The man was overjoyed.

But the child found his mother’s expression strangely unfamiliar.

“She’s waking up!

Ya’er, your mother’s waking up!” The man was so thrilled he nearly wept. He looked left and right, then suddenly fixed his gaze, made a decision, pulled several copper coins from his pocket, and handed them to the child: “Go!

Ya’er, go buy a piece of braised meat to eat!

Buy the cheapest kind!”

Zhou Chang pushed the cart back home.

Yang Rui, face grim, led Shi Danshi inside.

“Ah, this man—” Zhou Sanji watched the grim-faced master and apprentice, sighed helplessly—he seemed to know something.

“Wine is medicine—it cures heart sickness…” Zhou Chang mused. “Does Old Yang have some heart sickness? Today, when he heard the wine shop people say Shi Danshi wasn’t mad, he looked distinctly unhappy.

And he didn’t smile once on the way back.”

Zhou Sanji turned back to Zhou Chang, smiling: “You don’t understand. It’s all old-generation gossip.

As long as you’re well now, I’m satisfied. Don’t worry about the rest.

—He’s already taken Shi Danshi as a disciple. No one’s done anything wrong to him. He won’t drive him away. Don’t worry—nothing’s wrong.”

The old man refused to say more, so Zhou Chang didn’t press. He turned to the side room door and asked: “What did Bai Xiue do today?”

“She’s been sewing that hundred-beast robe at home—foolish nonsense!” Zhou Sanji glared at Zhou Chang, his tone turning sharp.

“I’ll go see her,” Zhou Chang said, walking toward Bai Xiue’s bedroom door.

His thought threads had all been strengthened in the wine cellar, but their number hadn’t increased.

So he still needed to get closer to Bai Xiue, draw more thought threads from her, and bring them to the wine cellar for strengthening.

“Hey, don’t go!

Come back and light the fire—dinner’s ready!

You brat, when you get better, you stop listening!”

The old man shouted behind him, but Zhou Chang ignored him.

He reached Bai Xiue’s door, paused a moment, then pushed it open without knocking.

The crimson glow of sunset entered the dim side room with his tall figure.

Bai Xiue, seated on the small wooden bed, visibly startled at the sudden intrusion, quickly hid what she held behind her back—she gripped a gray-black pelt the size of a bowl, stitched together from several rats.

What Bai Xiue truly wanted to hide wasn’t the rat pelt.

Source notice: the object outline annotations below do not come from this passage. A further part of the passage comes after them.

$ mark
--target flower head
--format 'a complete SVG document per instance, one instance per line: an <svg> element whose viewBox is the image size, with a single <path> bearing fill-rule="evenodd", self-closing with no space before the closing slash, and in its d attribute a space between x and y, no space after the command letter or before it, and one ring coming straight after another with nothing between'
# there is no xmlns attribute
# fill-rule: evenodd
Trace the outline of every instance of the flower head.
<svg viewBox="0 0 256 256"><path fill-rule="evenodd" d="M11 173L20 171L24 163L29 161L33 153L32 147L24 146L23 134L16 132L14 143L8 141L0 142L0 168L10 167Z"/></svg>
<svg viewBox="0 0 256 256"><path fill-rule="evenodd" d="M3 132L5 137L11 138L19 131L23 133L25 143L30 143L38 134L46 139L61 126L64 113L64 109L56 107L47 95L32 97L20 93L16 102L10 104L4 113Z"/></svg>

It was the several ground beetles clutched in her hand—beetles still active in the dead of winter, their carapaces now stitched together with fine, translucent white threads, hidden beneath the rat pelt.

“Miss Bai, sorry for the intrusion.”

Zhou Chang stood at the doorway, not stepping inside—this eased Bai Xiue’s tension slightly.

She lowered her head, whispered: “Young Master Zhou, what do you want? Next time, please knock first…”

If he knocked, how could he discover Miss Bai’s secret?

Zhou Chang saw the rat pelt she’d hidden—it was clearly stitched from several rat pelts—but not a single stitch mark remained on it. Even the needlework basket beside her held all spools neatly tied, unused.

She indeed had special thread—used to sew the ‘Hundred Beast Robe’ agreed upon with her grandfather.

That thread must be of the same origin as Zhou Chang’s Thought Robe.